Auditor backs shutdown of cash-strapped parastatals

Auditor General Nancy Gathungu.

Auditor General Nancy Gathungu.

Photo credit: Jeff Angote | Nation Media Group

What you need to know:

  • Auditor-General says parastatals are critical in implementing government projects and policies.
  • The Treasury has budgeted Sh95.5 billion to partly ease the cash crunch in key parastatals.

Auditor-General Nancy Gathungu has recommended that financially struggling state agencies be scrapped or merged with their parent ministries to curb wastage of public funds.

She said while parastatals are critical in implementing government projects and policies, there is a need to keep them sustainable through radical restructuring, and scrapping those that cannot deliver, has become a reality.

“Where we are finding difficult is that a State corporation year-in-year-out is not adding value, is not carrying out its mandate as it’s meant to be but we are still funding it.
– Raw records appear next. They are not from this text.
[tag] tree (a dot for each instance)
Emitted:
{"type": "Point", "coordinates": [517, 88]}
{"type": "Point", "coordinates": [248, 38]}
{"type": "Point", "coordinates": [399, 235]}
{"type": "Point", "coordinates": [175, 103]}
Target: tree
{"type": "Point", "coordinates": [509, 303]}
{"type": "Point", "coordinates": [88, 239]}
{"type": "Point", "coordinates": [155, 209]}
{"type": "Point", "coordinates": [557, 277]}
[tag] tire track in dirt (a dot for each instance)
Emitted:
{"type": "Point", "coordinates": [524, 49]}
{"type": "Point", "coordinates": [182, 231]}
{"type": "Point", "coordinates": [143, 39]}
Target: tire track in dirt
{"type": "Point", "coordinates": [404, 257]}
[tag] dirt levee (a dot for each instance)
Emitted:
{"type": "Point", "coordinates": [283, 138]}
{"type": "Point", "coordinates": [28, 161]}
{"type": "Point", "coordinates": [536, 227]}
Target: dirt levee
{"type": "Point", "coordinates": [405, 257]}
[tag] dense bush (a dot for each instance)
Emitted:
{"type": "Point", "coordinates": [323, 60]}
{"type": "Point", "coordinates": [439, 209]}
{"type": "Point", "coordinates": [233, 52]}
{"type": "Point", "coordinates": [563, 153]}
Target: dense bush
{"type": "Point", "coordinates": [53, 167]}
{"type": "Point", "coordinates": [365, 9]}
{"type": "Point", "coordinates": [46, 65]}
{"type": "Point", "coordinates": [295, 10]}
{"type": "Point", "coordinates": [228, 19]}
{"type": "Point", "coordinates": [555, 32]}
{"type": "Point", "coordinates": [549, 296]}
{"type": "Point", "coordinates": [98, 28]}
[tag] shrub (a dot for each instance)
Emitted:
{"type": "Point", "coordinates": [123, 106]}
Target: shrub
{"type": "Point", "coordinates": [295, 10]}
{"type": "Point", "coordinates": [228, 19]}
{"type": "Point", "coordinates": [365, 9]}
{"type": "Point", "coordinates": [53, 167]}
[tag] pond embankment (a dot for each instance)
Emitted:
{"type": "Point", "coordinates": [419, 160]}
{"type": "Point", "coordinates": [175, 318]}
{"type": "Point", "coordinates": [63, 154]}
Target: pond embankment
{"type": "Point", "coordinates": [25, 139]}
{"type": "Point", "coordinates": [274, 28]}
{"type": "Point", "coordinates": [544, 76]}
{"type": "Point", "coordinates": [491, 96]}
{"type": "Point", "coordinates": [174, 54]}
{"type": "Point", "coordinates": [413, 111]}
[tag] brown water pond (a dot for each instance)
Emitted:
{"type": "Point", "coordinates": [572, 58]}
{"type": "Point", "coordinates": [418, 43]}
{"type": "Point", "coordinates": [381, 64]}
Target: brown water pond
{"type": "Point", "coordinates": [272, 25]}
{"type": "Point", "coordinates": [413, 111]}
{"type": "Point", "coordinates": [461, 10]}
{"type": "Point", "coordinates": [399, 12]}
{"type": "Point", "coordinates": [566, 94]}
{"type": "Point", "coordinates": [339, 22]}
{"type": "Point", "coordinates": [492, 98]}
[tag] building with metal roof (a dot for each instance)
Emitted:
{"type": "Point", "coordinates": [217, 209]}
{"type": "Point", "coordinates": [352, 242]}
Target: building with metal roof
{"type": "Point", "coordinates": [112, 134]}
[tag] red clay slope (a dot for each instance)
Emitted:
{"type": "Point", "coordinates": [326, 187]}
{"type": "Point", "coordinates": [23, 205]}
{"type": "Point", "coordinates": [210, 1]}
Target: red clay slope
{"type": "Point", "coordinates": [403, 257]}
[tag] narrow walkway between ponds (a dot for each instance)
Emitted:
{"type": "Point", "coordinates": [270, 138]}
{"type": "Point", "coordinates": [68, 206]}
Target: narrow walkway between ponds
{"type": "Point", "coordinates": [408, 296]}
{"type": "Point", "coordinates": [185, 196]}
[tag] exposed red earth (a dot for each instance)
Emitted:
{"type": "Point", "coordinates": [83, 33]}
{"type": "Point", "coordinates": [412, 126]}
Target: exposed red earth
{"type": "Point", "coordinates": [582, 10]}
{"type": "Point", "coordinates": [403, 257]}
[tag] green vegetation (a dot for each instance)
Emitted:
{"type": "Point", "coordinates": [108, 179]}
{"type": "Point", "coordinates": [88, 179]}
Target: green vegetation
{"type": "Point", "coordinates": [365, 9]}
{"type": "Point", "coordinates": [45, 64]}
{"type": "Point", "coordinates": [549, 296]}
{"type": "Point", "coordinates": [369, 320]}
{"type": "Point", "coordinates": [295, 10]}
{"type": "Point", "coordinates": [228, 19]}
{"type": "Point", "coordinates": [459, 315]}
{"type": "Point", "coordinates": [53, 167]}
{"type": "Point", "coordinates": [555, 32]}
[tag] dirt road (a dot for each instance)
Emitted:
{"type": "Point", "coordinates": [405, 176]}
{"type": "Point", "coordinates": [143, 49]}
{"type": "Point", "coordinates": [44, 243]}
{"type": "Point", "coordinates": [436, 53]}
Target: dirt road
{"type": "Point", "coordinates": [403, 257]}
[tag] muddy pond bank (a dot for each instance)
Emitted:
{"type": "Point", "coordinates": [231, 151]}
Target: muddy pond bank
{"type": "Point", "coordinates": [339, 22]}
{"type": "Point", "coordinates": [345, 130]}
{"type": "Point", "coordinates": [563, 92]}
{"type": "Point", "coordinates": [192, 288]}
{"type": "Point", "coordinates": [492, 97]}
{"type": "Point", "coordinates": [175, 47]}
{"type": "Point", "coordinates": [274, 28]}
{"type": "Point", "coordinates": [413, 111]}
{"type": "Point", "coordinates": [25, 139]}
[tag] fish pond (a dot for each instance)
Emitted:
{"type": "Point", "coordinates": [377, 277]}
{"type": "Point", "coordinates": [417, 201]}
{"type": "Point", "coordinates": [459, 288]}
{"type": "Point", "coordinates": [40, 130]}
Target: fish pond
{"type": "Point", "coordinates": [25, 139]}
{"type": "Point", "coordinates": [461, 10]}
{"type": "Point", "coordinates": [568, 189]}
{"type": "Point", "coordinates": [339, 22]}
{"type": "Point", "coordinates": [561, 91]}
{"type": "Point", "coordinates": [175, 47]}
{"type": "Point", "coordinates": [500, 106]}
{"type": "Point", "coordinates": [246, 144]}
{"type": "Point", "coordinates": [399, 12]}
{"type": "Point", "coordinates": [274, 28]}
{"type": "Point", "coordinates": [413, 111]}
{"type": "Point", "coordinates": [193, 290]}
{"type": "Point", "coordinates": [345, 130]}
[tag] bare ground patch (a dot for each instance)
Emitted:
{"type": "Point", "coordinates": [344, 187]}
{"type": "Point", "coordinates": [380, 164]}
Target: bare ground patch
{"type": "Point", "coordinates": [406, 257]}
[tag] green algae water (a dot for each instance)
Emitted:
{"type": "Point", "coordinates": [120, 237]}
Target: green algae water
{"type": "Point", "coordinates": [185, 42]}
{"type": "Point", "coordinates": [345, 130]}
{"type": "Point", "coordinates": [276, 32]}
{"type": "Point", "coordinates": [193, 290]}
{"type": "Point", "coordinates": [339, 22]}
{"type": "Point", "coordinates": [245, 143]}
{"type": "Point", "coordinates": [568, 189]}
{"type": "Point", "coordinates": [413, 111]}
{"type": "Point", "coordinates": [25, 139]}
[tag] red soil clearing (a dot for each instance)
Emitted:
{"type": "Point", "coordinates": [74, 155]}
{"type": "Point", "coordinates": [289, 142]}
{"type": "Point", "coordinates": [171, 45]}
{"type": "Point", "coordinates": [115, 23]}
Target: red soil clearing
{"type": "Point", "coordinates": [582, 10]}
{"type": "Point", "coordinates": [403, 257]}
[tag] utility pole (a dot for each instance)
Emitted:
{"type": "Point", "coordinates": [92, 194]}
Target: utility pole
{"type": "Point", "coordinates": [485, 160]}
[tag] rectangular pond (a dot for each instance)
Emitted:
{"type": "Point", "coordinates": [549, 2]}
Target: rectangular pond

We need to rethink, should the mandate of that state corporation continue being under the State corporation or should we consolidate it with the mandate of the mainstream parent ministry,” said Ms Gathungu when she addressed an accountants' forum in Nairobi yesterday.

“But again we need to call the managers and the leadership in the State corporations to be accountable for the work they have been given.” 

The Treasury has budgeted Sh95.5 billion to partly ease the cash crunch in key parastatals in three years from July 2022, citing their strategic roles in economic development. A fiscal risk analysis conducted early this financial year estimated 18 key parastatals face a cash shortfall of Sh382 billion in five years after Covid-19 hurt their revenue streams.